When will you arise from your sleep?
“A little sleep, a little slumber,
A little folding of the hands to rest”—
Your poverty will come in like a vagabond
And your need like an armed man.
A worthless person, a wicked man,
Is the one who walks with a perverse mouth,
Who winks with his eyes, who signals with his feet,
Who points with his fingers;
Who with perversity in his heart continually devises evil,
Who spreads strife.
Therefore his calamity will come suddenly;
Instantly he will be broken and there will be no healing.

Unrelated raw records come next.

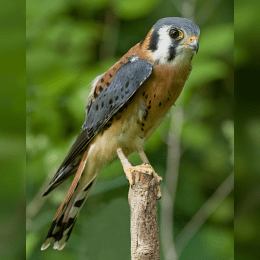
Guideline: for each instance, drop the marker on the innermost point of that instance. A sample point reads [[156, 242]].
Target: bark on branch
[[144, 219]]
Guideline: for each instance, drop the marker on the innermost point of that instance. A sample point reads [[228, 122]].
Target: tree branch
[[144, 220]]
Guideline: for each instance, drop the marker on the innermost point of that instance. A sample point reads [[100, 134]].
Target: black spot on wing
[[108, 102], [125, 83]]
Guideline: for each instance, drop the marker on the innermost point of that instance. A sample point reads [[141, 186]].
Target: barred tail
[[68, 211]]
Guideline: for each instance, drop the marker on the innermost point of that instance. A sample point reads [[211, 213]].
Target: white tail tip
[[46, 244], [59, 245]]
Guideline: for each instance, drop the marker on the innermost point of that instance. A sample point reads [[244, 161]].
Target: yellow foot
[[144, 168]]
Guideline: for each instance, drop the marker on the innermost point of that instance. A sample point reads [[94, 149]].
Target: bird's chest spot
[[158, 94]]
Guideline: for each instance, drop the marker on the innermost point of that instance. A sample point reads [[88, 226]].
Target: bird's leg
[[127, 166], [129, 169], [148, 168]]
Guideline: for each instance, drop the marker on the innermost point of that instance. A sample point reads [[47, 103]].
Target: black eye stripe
[[174, 33]]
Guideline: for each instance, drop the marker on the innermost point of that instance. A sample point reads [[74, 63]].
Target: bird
[[125, 106]]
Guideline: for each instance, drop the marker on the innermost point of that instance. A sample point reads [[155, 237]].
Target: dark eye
[[174, 33]]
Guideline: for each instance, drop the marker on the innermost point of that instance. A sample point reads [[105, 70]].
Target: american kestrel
[[126, 104]]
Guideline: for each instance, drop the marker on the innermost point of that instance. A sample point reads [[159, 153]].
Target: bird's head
[[172, 40]]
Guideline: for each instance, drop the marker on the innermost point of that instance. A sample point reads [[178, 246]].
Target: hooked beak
[[192, 43]]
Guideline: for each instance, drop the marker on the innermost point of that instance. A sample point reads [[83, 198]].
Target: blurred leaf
[[133, 9], [217, 39]]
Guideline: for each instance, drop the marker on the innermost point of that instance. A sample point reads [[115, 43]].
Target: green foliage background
[[69, 43]]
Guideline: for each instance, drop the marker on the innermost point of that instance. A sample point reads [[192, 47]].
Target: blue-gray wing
[[125, 83]]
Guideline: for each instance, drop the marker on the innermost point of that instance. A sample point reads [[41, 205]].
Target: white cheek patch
[[164, 42]]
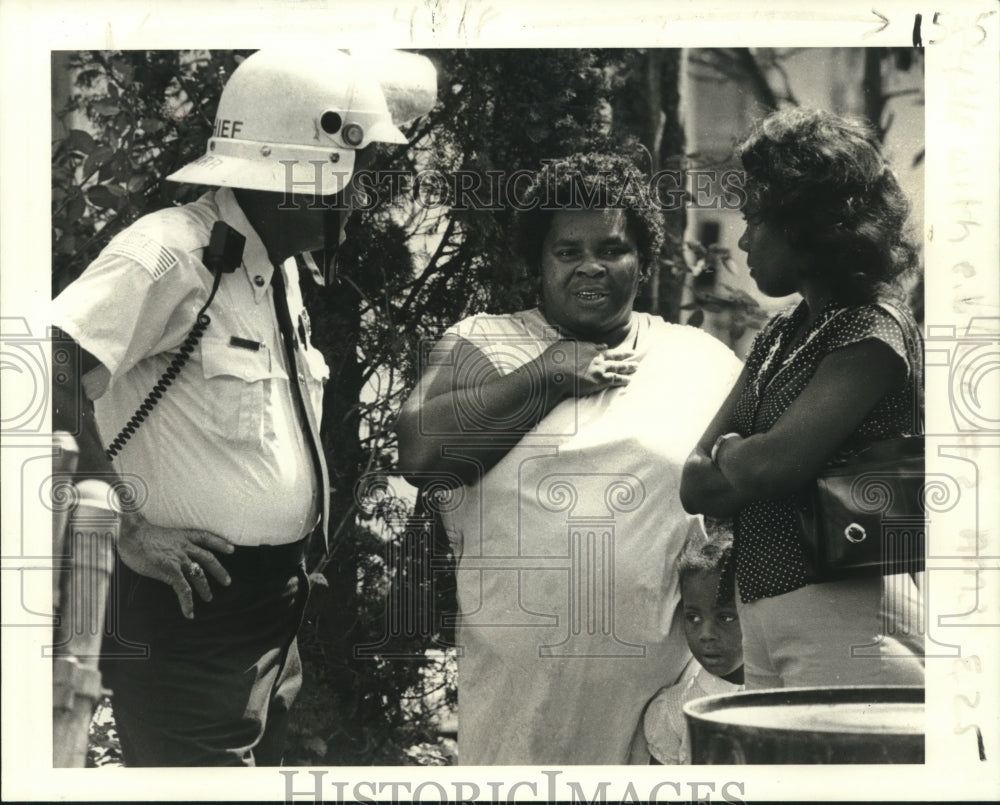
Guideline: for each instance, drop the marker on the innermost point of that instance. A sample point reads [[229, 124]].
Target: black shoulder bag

There are six things which the Lord hates,
Yes, seven which are an abomination to Him:
Haughty eyes, a lying tongue,
And hands that shed innocent blood,
A heart that devises wicked plans,
Feet that run rapidly to evil,
A false witness who utters lies,
And one who spreads strife among brothers.
My son, observe the commandment of your father
And do not forsake the teaching of your mother;
Bind them continually on your heart;
Tie them around your neck.
When you walk about, they will guide you;
When you sleep, they will watch over you;
And when you awake, they will talk to you.
For the commandment is a lamp and the teaching is light;
And reproofs for discipline are the way of life
To keep you from the evil woman,
From the smooth tongue of the adulteress.
Do not desire her beauty in your heart,
Nor let her capture you with her eyelids.
For on account of a harlot one is reduced to a loaf of bread,
And an adulteress hunts for the precious life.
Can a man take fire in his bosom
And his clothes not be burned?
Or can a man walk on hot coals
And his feet not be scorched?
So is the one who goes in to his neighbor’s wife;
Whoever touches her will not go unpunished.
Men do not despise a thief if he steals
To satisfy himself when he is hungry;
But when he is found, he must repay sevenfold;
He must give all the substance of his house.
The one who commits adultery with a woman is lacking sense;
He who would destroy himself does it.
Wounds and disgrace he will find,
And his reproach will not be blotted out.
For jealousy enrages a man,
And he will not spare in the day of vengeance.
He will not accept any ransom,
Nor will he be satisfied though you give many gifts.